Clinical manifestations
Tricuspid insufficiency causes pathophysiologic changes on the right side of the heart similar to the effects of mitral insufficiency on the left side of the heart, but the compensatory period is longer; the condition, if progressing gradually, can ultimately lead to hypertrophy of the right ventricle and the right atrium, and the right ventricle fails. The disease progresses more rapidly in those caused by significant pulmonary hypertension.
(I) Symptoms When tricuspid valve insufficiency is combined with pulmonary hypertension, the symptoms of reduced cardiac output and circulatory stasis may appear. In patients with tricuspid valve insufficiency combined with mitral valve disease, the symptoms of pulmonary stasis may be reduced by the progression of tricuspid valve insufficiency, but fatigue and other symptoms of decreased cardiac output may be more severe.
(2) Signs and symptoms The main sign is the full systolic murmur at the left lower edge of the sternum, which can be enhanced by inspiration and compression of the liver; however, the murmur is difficult to be enhanced if the right ventricle of the failing heart is unable to increase the volume of the heart beat. The third heart sound and low-pitched mid-diastolic murmur in the tricuspid valve area are present only when the flow is high. The jugular venous pulsatility v-wave (also known as the reflux wave, caused by the return of blood to the large right atrial vein during right ventricular systole) is enlarged; liver pulsations may be detected. In valvular prolapse, a non-jetty click can be heard in the tricuspid region. The signs of bruising are the same as in right heart failure.
Auxiliary examination
(I) X-ray examination, the right ventricle and right atrium can be seen enlarged. In the case of elevated right atrial pressure, dilatation of the odd vein and pleural effusion can be seen; in the case of ascites, the diaphragm is elevated. Right atrial systolic pulsation can be seen on fluoroscopy.

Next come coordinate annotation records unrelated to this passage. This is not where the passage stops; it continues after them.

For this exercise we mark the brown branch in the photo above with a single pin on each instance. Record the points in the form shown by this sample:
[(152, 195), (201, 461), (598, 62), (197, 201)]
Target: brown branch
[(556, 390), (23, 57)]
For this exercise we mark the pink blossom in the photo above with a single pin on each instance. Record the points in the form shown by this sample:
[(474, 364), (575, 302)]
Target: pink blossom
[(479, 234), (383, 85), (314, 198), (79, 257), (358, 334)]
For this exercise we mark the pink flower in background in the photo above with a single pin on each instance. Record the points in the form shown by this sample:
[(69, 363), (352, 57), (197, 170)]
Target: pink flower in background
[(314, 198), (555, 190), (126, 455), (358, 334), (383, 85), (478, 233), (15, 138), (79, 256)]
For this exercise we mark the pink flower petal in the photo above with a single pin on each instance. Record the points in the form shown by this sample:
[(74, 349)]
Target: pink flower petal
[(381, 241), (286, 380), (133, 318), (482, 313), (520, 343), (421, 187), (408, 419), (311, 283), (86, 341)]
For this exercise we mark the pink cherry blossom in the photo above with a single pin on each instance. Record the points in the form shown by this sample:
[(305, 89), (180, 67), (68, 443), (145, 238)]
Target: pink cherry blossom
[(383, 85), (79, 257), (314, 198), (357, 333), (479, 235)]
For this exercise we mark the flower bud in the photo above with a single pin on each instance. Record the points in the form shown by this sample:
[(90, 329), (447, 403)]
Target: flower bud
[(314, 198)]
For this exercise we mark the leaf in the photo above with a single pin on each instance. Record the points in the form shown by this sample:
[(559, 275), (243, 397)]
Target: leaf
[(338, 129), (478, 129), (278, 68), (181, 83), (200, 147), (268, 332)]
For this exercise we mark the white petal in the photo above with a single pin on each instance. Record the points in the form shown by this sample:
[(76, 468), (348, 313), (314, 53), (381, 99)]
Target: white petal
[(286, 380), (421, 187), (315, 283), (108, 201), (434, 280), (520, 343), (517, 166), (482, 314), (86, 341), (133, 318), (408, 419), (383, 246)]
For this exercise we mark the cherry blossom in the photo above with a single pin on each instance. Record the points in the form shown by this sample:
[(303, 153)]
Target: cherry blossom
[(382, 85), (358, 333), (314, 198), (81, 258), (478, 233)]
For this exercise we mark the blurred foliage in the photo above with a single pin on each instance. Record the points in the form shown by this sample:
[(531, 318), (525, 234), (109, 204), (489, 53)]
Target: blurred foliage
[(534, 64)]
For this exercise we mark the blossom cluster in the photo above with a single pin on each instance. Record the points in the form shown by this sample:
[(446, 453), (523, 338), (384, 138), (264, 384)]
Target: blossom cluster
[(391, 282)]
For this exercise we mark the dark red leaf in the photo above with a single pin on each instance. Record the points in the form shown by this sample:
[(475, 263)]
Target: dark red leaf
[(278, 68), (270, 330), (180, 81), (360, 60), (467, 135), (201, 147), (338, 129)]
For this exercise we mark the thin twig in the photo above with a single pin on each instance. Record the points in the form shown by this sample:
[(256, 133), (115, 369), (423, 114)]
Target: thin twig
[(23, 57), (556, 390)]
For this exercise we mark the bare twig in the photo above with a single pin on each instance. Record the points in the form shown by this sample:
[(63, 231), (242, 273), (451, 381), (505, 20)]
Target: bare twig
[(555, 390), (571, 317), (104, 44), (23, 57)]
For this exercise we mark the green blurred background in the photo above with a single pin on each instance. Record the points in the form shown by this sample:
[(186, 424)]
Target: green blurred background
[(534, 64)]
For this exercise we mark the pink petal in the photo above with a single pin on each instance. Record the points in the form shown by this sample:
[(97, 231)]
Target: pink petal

(2) Electrocardiography may show right ventricular hypertrophy and strain, right atrial hypertrophy; and often right bundle branch conduction block.
(3) Echocardiography shows enlargement of the right ventricle and right atrium, widening of the upper and lower vena cava and pulsation; and a flail-like tricuspid valve. Two-dimensional echocardiographic acoustic contrast confirms regurgitation, and Doppler ultrasonography determines the degree of regurgitation and pulmonary hypertension.
Differential diagnosis
It should be differentiated from mitral valve closure insufficiency with low ventricular septal defect.
Mitral valve insufficiency: typical blowing systolic murmur in the apical region with left atrial and left ventricular enlargement.
Tricuspid valve insufficiency: a limited wind-blowing systolic murmur is heard at the lower left sternal border, which is enhanced by increased regurgitant blood flow during inspiration and diminished during expiration. In pulmonary hypertension, the second heart sound of the pulmonary valve is hyperactive, and the jugular vein v-wave is enlarged. The liver may be pulsatile and enlarged. Right ventricular hypertrophy is seen on ECG and X-ray. Echocardiography can clarify the diagnosis.